AutoTandemML: Active Learning Enhanced Tandem Neural Networks for Inverse Design Problems
This addresses efficiency bottlenecks in inverse design for scientific and engineering applications, though it appears incremental as it combines existing techniques.
The authors tackled the challenge of computationally expensive inverse design problems by proposing a hybrid approach combining active learning with Tandem Neural Networks. They demonstrated improved accuracy with fewer training samples across three benchmark problems, including airfoil and photonic surface design.

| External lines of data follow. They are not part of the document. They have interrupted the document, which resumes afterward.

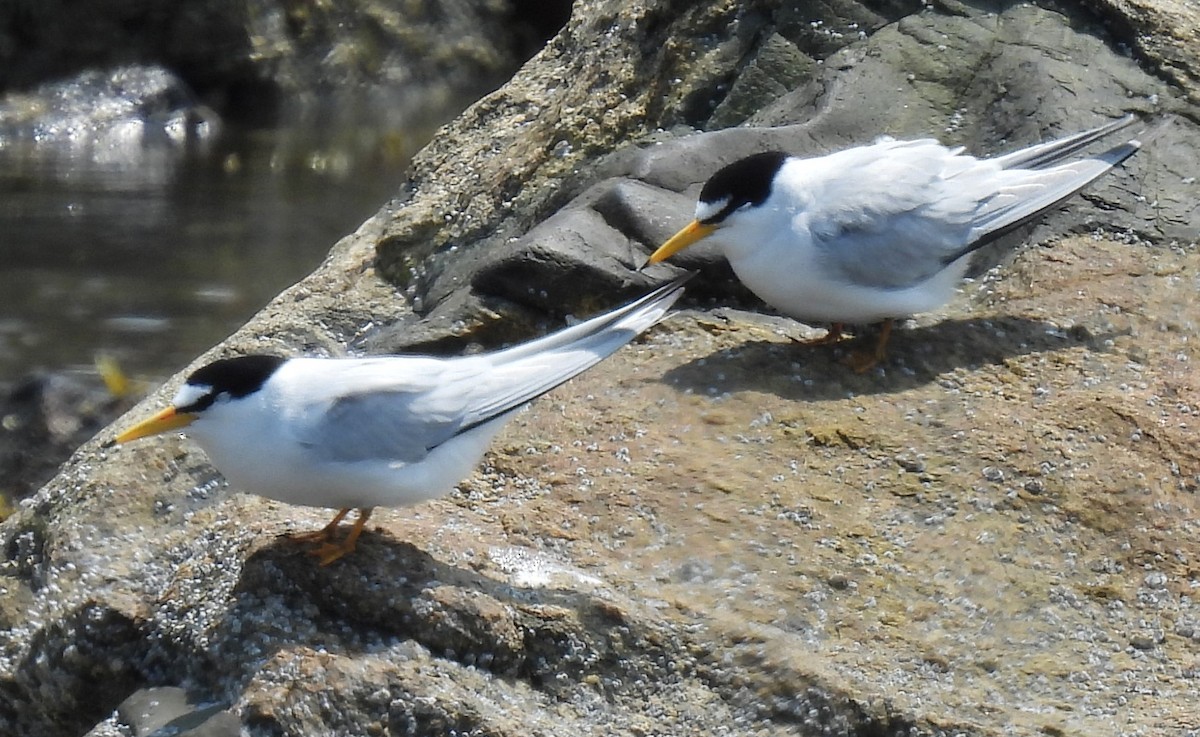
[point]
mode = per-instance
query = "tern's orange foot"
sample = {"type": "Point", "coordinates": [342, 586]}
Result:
{"type": "Point", "coordinates": [862, 361]}
{"type": "Point", "coordinates": [327, 550]}
{"type": "Point", "coordinates": [321, 535]}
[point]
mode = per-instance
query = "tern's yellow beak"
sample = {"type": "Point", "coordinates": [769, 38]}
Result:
{"type": "Point", "coordinates": [681, 240]}
{"type": "Point", "coordinates": [167, 419]}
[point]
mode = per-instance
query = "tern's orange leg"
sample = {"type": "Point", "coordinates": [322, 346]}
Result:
{"type": "Point", "coordinates": [329, 551]}
{"type": "Point", "coordinates": [324, 534]}
{"type": "Point", "coordinates": [864, 360]}
{"type": "Point", "coordinates": [832, 336]}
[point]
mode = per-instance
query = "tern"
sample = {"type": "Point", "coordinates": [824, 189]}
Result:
{"type": "Point", "coordinates": [883, 231]}
{"type": "Point", "coordinates": [385, 431]}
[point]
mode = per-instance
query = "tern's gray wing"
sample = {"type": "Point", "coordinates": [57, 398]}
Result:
{"type": "Point", "coordinates": [402, 407]}
{"type": "Point", "coordinates": [935, 209]}
{"type": "Point", "coordinates": [889, 220]}
{"type": "Point", "coordinates": [397, 409]}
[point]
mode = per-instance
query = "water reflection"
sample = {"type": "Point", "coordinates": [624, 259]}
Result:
{"type": "Point", "coordinates": [154, 259]}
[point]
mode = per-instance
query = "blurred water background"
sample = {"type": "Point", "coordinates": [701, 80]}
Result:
{"type": "Point", "coordinates": [155, 257]}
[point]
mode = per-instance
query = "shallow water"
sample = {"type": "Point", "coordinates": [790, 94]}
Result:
{"type": "Point", "coordinates": [154, 257]}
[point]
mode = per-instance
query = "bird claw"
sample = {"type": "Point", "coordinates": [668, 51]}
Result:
{"type": "Point", "coordinates": [324, 547]}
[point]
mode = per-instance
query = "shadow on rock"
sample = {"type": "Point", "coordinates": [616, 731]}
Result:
{"type": "Point", "coordinates": [916, 357]}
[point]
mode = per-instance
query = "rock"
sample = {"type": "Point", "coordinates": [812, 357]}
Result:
{"type": "Point", "coordinates": [713, 532]}
{"type": "Point", "coordinates": [114, 113]}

Inverse design in science and engineering involves determining optimal design parameters that achieve desired performance outcomes, a process often hindered by the complexity and high dimensionality of design spaces, leading to significant computational costs. To tackle this challenge, we propose a novel hybrid approach that combines active learning with Tandem Neural Networks to enhance the efficiency and effectiveness of solving inverse design problems. Active learning allows to selectively sample the most informative data points, reducing the required dataset size without compromising accuracy. We investigate this approach using three benchmark problems: airfoil inverse design, photonic surface inverse design, and scalar boundary condition reconstruction in diffusion partial differential equations. We demonstrate that integrating active learning with Tandem Neural Networks outperforms standard approaches across the benchmark suite, achieving better accuracy with fewer training samples.